Submitted by LegendOfHiddnTempl t3_1169uzy in MachineLearning
thecodethinker t1_j96u7y5 wrote
Reply to comment by Flag_Red in [R] neural cloth simulation by LegendOfHiddnTempl
I think classification tasks (like image or face recognition) is really useful, but is more niche. We had image recognition before, NNs just do it better. They don’t open up new use cases for recognition.
Same for speech to text and text to speech.
Translation is another huge one, that’s true.
I don’t think NN code autocomplete is a “big real life use case” as we have perfectly correct autocomplete as is and for anything beyond simple programs, I have seen any model give good suggestions. Plus not everyone writes code.
Natural language “understanding” is a weird one. I’m not convinced (yet) that we have models that “understand” language, just models that are good at guessing the next word.

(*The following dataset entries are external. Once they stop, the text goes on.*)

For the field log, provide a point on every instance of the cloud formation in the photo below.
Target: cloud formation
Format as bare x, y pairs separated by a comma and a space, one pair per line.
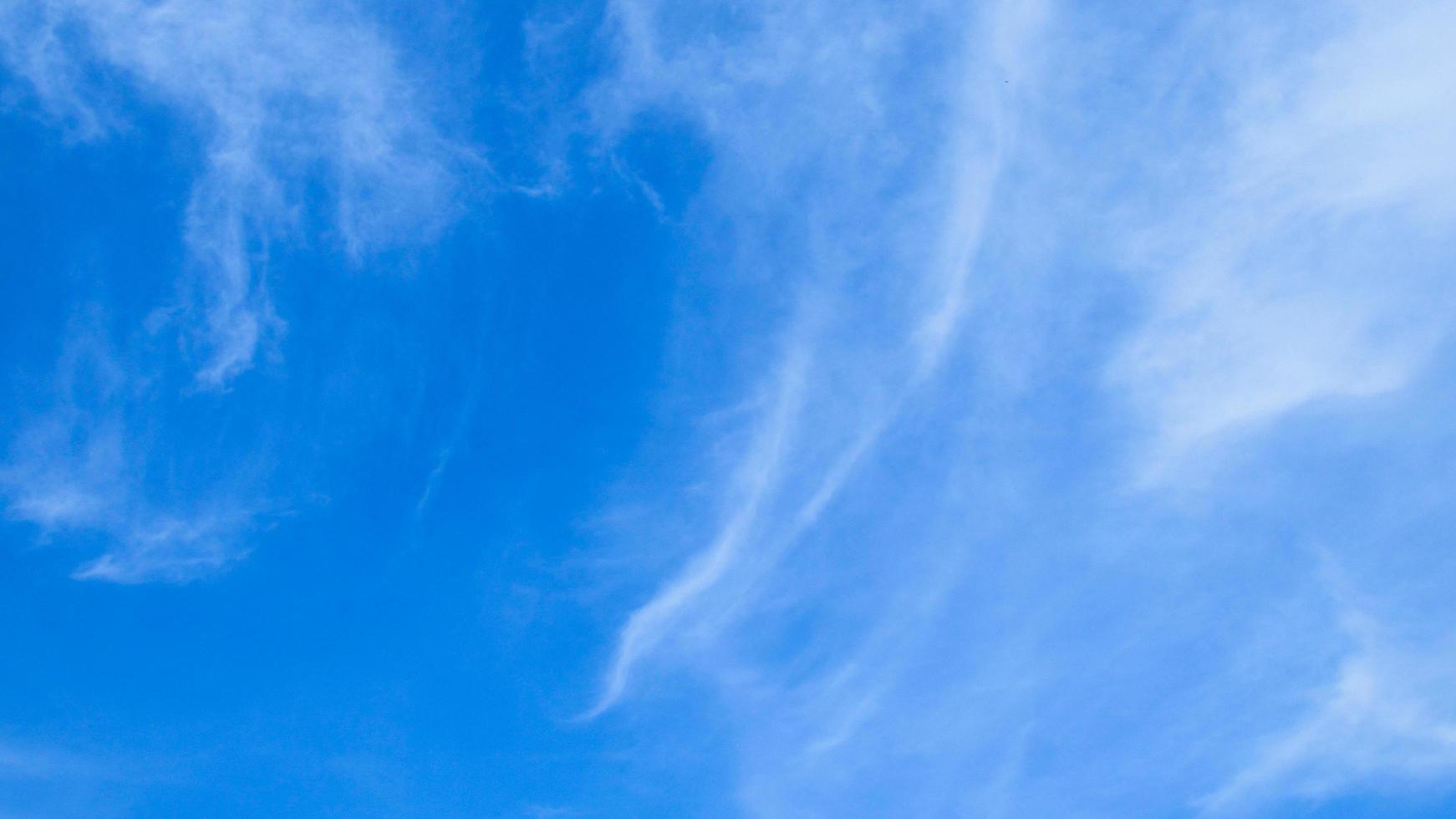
282, 94
298, 108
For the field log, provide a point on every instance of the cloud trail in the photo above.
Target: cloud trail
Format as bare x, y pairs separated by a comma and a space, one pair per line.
277, 90
296, 108
929, 236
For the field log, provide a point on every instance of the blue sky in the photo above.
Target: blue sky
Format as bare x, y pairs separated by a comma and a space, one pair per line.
727, 410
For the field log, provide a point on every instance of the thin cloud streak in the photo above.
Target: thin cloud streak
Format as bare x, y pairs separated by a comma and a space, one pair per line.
759, 530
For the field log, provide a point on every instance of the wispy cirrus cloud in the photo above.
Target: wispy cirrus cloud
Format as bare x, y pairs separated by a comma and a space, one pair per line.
884, 201
282, 94
1265, 288
928, 583
309, 131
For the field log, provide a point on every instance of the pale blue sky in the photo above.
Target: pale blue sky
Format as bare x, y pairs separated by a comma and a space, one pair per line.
727, 410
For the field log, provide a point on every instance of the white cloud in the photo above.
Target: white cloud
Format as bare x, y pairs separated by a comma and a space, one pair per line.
1308, 262
278, 90
1387, 719
883, 196
84, 465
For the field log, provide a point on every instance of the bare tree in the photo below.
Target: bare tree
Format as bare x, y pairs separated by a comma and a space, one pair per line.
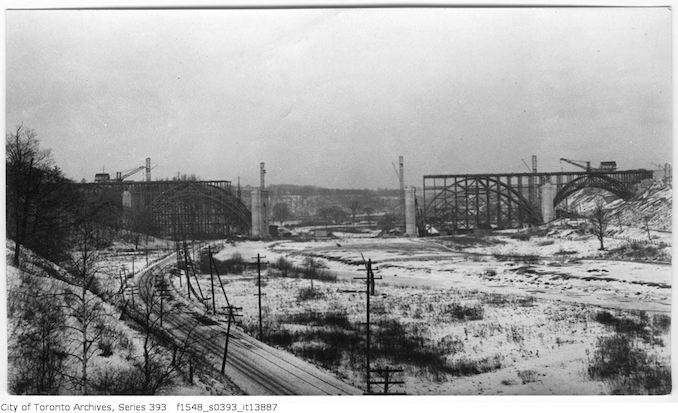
646, 224
89, 232
26, 165
599, 219
354, 206
156, 367
281, 212
36, 353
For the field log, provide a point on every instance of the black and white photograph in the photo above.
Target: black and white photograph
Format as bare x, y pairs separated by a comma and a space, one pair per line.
357, 200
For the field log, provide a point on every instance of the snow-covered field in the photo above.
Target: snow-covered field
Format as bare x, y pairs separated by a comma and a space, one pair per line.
117, 354
534, 311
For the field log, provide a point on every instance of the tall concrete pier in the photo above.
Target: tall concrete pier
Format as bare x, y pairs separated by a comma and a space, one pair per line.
410, 212
548, 194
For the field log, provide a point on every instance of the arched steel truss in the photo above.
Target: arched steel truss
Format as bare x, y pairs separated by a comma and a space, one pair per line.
199, 210
470, 202
465, 202
607, 183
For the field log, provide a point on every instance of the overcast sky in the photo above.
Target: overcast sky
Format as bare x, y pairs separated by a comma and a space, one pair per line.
332, 97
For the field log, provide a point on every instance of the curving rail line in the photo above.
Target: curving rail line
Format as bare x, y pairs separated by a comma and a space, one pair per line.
252, 365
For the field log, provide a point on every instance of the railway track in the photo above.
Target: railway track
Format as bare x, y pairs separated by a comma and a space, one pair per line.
255, 367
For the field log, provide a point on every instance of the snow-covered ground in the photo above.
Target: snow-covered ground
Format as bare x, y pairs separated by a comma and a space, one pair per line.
126, 350
539, 304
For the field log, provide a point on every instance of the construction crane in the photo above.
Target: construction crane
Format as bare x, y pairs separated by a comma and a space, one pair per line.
606, 166
121, 176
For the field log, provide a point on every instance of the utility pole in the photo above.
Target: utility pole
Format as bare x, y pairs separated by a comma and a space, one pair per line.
230, 313
216, 269
163, 292
131, 290
214, 304
369, 290
387, 379
259, 294
385, 372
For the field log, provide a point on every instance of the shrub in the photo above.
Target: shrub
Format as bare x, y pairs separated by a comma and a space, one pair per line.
627, 368
662, 322
316, 318
309, 293
234, 265
624, 325
464, 312
311, 269
528, 376
469, 367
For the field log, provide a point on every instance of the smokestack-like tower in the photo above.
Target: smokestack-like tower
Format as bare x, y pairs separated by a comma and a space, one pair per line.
534, 164
401, 178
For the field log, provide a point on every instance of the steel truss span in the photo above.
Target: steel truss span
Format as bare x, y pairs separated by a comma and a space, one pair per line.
182, 209
497, 201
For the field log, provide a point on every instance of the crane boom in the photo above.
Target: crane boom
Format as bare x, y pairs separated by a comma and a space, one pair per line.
586, 167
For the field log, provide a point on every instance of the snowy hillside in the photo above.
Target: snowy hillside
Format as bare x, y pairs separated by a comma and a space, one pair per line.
654, 202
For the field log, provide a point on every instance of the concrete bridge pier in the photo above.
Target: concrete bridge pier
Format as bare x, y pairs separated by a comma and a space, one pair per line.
548, 193
410, 212
260, 214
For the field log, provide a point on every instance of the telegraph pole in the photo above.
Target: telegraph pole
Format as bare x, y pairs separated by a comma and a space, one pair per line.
259, 294
214, 305
370, 291
231, 318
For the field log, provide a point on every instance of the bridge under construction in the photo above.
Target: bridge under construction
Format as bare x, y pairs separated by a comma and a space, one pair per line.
181, 209
498, 201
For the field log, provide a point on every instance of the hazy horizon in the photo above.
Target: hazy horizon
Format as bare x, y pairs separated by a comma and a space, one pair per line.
332, 97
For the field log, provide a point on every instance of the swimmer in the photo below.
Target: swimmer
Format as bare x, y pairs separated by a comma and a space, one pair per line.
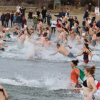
42, 39
8, 34
64, 51
47, 43
3, 94
77, 39
89, 84
21, 38
94, 39
74, 76
65, 41
1, 47
85, 54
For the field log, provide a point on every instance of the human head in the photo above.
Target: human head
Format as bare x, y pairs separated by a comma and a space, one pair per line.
22, 32
45, 34
58, 45
89, 71
44, 8
86, 46
47, 39
74, 63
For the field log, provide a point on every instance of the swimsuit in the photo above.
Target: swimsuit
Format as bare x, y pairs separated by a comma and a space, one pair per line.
38, 55
1, 90
50, 37
85, 57
93, 43
8, 35
39, 35
65, 44
2, 49
70, 55
75, 29
20, 46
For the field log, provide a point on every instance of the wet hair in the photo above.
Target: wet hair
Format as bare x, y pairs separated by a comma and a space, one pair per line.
75, 62
90, 69
58, 44
45, 34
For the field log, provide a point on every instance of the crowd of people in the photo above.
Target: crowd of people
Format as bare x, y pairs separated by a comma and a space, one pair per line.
66, 28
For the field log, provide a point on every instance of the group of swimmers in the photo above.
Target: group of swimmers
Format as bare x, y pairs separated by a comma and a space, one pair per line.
65, 32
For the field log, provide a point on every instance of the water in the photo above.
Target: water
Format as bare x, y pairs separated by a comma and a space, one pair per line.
34, 79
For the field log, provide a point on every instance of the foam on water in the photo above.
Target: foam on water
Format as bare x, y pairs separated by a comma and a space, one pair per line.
49, 81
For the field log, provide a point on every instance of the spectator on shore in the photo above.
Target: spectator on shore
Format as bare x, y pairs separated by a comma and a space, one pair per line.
19, 20
23, 21
3, 94
15, 19
61, 13
30, 16
12, 16
22, 9
89, 7
67, 12
48, 18
79, 5
3, 18
53, 26
44, 11
35, 20
7, 18
18, 9
86, 14
38, 12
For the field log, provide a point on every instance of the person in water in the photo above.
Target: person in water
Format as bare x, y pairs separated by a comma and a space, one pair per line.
8, 34
1, 47
85, 54
64, 51
89, 84
74, 76
3, 94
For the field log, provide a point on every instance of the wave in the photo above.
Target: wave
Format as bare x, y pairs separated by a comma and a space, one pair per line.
49, 81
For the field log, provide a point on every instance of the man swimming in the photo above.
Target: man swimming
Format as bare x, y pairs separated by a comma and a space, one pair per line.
64, 51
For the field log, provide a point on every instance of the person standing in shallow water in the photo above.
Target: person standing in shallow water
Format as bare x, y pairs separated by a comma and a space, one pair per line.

ChatGPTs tendency to be flat out wrong or give nonsensical answers to very niche and specific questions suggests that it isn’t doing any kind of critical thinking about a question, it’s just generating statistically probable following tokens. It just generates convincing prose as it was trained to do.
liquiddandruff t1_j989luo wrote
the stochastic parrot argument is a weak one; we are stochastic parrots
the phenomenon of "reasoning ability" may be an emergent one that arises out of the recursive identification of structural patterns in input data--which chatgpt is shown to do.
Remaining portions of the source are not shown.